La natura del conflitto
Alla filosofia politica fondata su principi primi e sul dominio dell'Uno, la Arendt oppone il pensiero ampliato di Kant, più un processo e un metodo che una determinazione di contenuti: esso esprime il continuo tentativo di accordare i nostri giudizi a quelli degli altri, senza poter sapere se avremo successo e quale risultato finale emergerà dal confronto. Il pensiero ampliato si costituisce come intelletto collettivo, intessuto dai cittadini, nel movimento continuo della comunicazione e della persuasione, nel dissenso contro le leggi che tendono a bloccare tale attività, nell'apertura ripetuta del tempo storico, che non si appaga di alcuna soluzione definitiva.

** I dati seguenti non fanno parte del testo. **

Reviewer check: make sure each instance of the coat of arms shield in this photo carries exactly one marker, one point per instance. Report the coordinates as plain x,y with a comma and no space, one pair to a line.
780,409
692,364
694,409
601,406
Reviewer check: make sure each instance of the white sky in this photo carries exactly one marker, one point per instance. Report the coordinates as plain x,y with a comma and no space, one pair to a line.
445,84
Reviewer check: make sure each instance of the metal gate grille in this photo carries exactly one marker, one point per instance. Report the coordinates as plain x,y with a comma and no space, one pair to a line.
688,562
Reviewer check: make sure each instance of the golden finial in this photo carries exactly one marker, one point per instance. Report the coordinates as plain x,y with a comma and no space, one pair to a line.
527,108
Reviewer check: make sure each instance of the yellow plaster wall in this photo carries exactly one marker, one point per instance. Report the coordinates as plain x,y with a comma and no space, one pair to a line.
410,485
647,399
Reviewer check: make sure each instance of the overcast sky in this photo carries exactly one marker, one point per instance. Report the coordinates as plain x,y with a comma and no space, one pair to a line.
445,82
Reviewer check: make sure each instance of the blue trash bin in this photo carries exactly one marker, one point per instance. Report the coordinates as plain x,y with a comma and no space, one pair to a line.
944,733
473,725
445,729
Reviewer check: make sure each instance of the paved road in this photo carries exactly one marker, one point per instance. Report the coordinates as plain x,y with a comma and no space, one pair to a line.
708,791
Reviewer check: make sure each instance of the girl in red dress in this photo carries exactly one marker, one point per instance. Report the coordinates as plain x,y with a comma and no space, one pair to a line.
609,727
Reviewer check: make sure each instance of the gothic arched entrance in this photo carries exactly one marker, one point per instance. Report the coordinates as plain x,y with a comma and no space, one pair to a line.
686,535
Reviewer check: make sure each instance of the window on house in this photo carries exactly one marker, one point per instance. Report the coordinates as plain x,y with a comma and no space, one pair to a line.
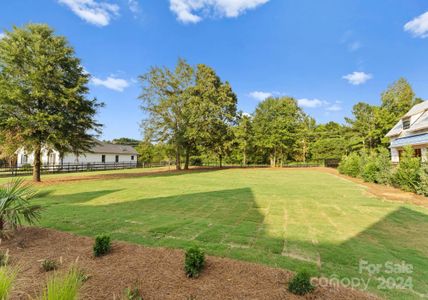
406,123
418,153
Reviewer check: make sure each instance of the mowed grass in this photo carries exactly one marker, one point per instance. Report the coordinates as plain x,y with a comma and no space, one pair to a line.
284,218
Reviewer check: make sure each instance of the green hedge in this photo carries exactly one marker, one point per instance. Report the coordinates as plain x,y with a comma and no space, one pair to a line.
410,174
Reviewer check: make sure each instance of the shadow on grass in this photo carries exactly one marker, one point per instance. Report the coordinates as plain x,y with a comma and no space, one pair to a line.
230,223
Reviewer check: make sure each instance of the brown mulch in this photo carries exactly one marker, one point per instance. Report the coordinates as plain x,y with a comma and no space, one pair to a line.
157,272
383,191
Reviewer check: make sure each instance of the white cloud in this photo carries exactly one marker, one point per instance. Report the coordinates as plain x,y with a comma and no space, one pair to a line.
93,11
189,11
311,103
334,107
111,82
260,95
354,46
317,103
134,6
418,27
357,78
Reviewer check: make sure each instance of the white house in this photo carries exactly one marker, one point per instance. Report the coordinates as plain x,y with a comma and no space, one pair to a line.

Il senso comune non mira a una «società buona» che concluda armonicamente (e tirannicamente) la storia, ma ad una accettazione del conflitto e della disunione e al loro riassorbimento in «giudizi politici» condivisi e contingenti. Paradossalmente, solo l'accettazione e il dispiegamento del conflitto può affermare il bene «comune» ed evitare che esso, divenendo di fatto particolare, ed espressione di una parte sola, degeneri in una guerra distruttiva e autodistruttiva. L'azione politica resta esposta a una contingenza radicale, pur guidata da una potenza trascendentale e utopica: «L'idea del senso comune o il senso comune come idea, richiama precisamente a qualcosa che non è dell'ordine dell'esperienza, pur abitandola come il trascendentale, in cui soltanto l'esperienza e il pensiero che la costituisce possono trovare il loro luogo fondativo (...) Il trascendentale è presente in seno all'empirico come rappresentazione di un altrove, senza il cui riferimento l'empirico non reggerebbe, l'esperienza perderebbe il suo principio di orientamento». Se non è possibile dedurre il contenuto della decisione da un principio generale e astratto, è però opportuno lasciarsi guidare da una unità di misura (la relazione simmetrica tra uguali) e dal «pensiero ampliato», che esalta il confronto delle opinioni e critica ogni forma di asservimento.